Dans les luttes contre l'anxiété et contre les troubles du sommeil, quantités de médicaments ont été développées par les entreprises pharmaceutiques. Parmi ceux-ci, les plus célèbres sont les anxiolytiques Xanax, Tranxène ou Valium et les somnifères aux noms évocateurs Narcozep, Hypnovel, ou Restoril. Tous ces psychotropes possèdent une base chimique identique : elles font partie de la famille des benzodiazépines. Au-delà de leur action thérapeutique, ces molécules peuvent provoquer des effets secondaires, dont la dépendance est l'un des plus fréquents et des plus contraignants. Une équipe de l'Université de Genève et de l'Hôpital universitaire genevois, dirigée par le professeur Christain Lüscher, a précisé le mécanisme de cette addiction.
En effectuant leurs expériences sur les systèmes cérébraux de souris, les chercheurs genevois ont montré que les benzodiazépines exacerbent l'activité des neurones dopaminergiques de l'aire tegmentale ventrale, un groupe de neurones situé dans le mésencéphale. La surproduction de dopamine provoque la dépendance. Les molécules de benzodiazépines se lient aux récepteurs d'acide gamma-aminobutyrique de type A (GABAA) des interneurones situés à proximité des neurones délivrant la dopamine. La fixation sur les récepteurs GABAA contenant la sous-unité alpha1 entraîne une perte de contrôle du système cérébral de récompense, et induit une plasticité synaptique des neurones excitants qui sont afférents aux neurones dopaminergiques, renforçant ainsi la dépendance au médicament. Les scientifiques ont en outre montré que des souris modifiées dont la sous-unité alpha1 des récepteurs GABAA ne pouvait lier les benzodiazépines ne présentaient pas de comportement instable dû à la dépendance, et conservaient le contrôle de leur système cérébral.
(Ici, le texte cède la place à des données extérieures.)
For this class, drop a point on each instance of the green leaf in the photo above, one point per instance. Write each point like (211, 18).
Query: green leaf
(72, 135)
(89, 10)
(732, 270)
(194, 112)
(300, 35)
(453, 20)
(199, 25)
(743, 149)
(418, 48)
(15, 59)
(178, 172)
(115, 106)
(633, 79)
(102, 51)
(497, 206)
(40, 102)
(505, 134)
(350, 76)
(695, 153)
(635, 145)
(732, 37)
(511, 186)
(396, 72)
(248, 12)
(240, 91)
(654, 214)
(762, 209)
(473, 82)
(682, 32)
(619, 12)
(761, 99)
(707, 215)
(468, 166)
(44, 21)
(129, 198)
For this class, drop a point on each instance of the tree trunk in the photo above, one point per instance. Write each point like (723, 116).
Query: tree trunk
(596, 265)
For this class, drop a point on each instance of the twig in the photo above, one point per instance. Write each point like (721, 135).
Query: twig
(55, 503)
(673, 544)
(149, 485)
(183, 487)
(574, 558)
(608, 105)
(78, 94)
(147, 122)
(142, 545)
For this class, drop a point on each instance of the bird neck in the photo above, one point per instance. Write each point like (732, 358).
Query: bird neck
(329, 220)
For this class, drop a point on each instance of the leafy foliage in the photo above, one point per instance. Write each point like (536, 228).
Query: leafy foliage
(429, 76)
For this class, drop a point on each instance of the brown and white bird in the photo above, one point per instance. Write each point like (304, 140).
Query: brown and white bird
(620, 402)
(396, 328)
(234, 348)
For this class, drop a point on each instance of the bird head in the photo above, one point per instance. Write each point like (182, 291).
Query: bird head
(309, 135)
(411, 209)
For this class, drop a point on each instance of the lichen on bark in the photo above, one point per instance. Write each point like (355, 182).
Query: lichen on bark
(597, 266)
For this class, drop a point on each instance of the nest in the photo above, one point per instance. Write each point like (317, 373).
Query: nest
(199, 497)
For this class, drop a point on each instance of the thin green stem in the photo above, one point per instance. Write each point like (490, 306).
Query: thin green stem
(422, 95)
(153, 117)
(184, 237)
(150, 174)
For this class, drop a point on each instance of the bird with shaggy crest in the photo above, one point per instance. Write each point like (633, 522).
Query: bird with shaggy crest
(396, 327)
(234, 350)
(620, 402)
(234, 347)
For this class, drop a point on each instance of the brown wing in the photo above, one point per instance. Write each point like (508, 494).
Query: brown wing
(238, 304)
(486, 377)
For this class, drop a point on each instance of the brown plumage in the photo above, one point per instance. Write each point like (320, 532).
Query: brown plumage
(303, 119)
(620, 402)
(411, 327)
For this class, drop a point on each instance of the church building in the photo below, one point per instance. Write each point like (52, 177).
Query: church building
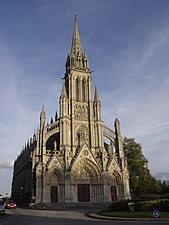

Les effets anxiolytiques ou hypnotiques des benzodiazépines sont liés à une autre sous-unité des récepteurs GABAA à laquelle ils se fixent dans le tronc cérébral, l'alpha2. La découverte des chercherus genevois pourrait orienter de nouvelles recherches sur la voie de benzodiazépines se liant uniquement à la sous-unité alpha2, préservant ainsi leur activité thérapeutique, et ne se liant pas à la sous-unité alpha1, n'entraînant ainsi pas de réaction de dépendance.
Ces travaux ont été publiés dans la revue britannique Nature [1].